We have one simple objective: to support people who are involved in the institute in their wish to work with others as best we can
Another thing that makes the ICMS so unique is its steadfastness, Meijer believes. “You choose to do something and you stick to it. Other institutes are too quick to get swept up in something new.” According to him, a clear long-term vision is key. “We have one simple objective: to support people who are involved in the institute in their wish to work with others as best we can.” That makes it very easy to determine the strategy and make choices. “If something is not in line with this, you don’t do it.” It is this clear direction, among other things, that has allowed the institute to be successful at its job of supporting people for so long, he believes.
Knowing when to stop
There is plenty of scientific research to be done in the coming years. The new Interactive Polymeric Materials Research Center received more than 15 million euros from the Gravitation Program, a grant program run by NWO, to develop new dynamic and sustainable polymer materials. “These are materials that adapt to the user’s needs,” Van Hest explains. “You can use them as coatings that can filter daylight, generate energy or increase or decrease friction. Or materials that are so cleverly constructed that they can be broken down piece by piece like Lego bricks after use, so that you can convert them into new materials. That’s one of the many themes we’re working on; one we have committed ourselves to with the program for the next ten years.”
Having served five years in the role of scientific director, Van Hest is about halfway through his tenure. Like Meijer, he plans to hand over the directorship to a successor after ten years. “I don’t think it’s wise to continue for longer than that. Eventually, you get stuck in a rut, you lose your innovative power and don’t see things clearly anymore. Fortunately, I know enough great people within the organization who would be able to take over and revitalize things.”

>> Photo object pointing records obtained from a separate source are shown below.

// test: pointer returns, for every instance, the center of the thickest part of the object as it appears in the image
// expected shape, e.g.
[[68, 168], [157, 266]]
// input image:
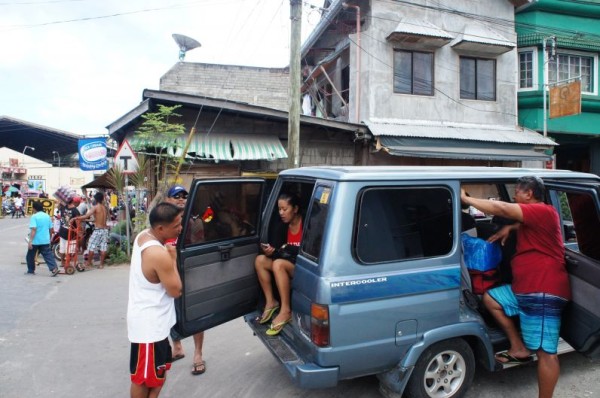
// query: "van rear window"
[[313, 234], [403, 223]]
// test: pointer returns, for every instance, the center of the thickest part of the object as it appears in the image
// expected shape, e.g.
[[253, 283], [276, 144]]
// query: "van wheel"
[[444, 370]]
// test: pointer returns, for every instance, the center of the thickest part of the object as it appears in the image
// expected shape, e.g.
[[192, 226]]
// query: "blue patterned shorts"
[[99, 239], [539, 314]]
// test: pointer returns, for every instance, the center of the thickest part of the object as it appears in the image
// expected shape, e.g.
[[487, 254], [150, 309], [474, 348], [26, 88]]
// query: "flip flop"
[[177, 357], [277, 327], [267, 314], [510, 360], [199, 368]]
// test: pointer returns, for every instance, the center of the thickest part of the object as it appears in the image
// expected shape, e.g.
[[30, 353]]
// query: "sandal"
[[199, 368], [277, 327], [267, 314], [505, 358]]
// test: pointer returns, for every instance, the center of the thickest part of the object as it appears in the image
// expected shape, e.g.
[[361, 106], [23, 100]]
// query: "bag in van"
[[480, 255], [482, 281]]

That said, Van Hest says it is not a given that the ICMS will still exist in 5, 10 or 15 years. “We don't focus on how to keep the institute alive, but on how we can most effectively help people. You don’t necessarily have to continue indefinitely.” According to him, the institute should only continue to exist for as long as it adds value. “Maybe there will be changes in the university’s structure in the future, with the result that other places will take over our role. In that case, the ICMS would no longer be needed.” If you’ve made yourself redundant as an institute, it’s best to stop, he believes. “This can also be a positive thing, for that matter, because it means that the scientists know how to find each other without our help.”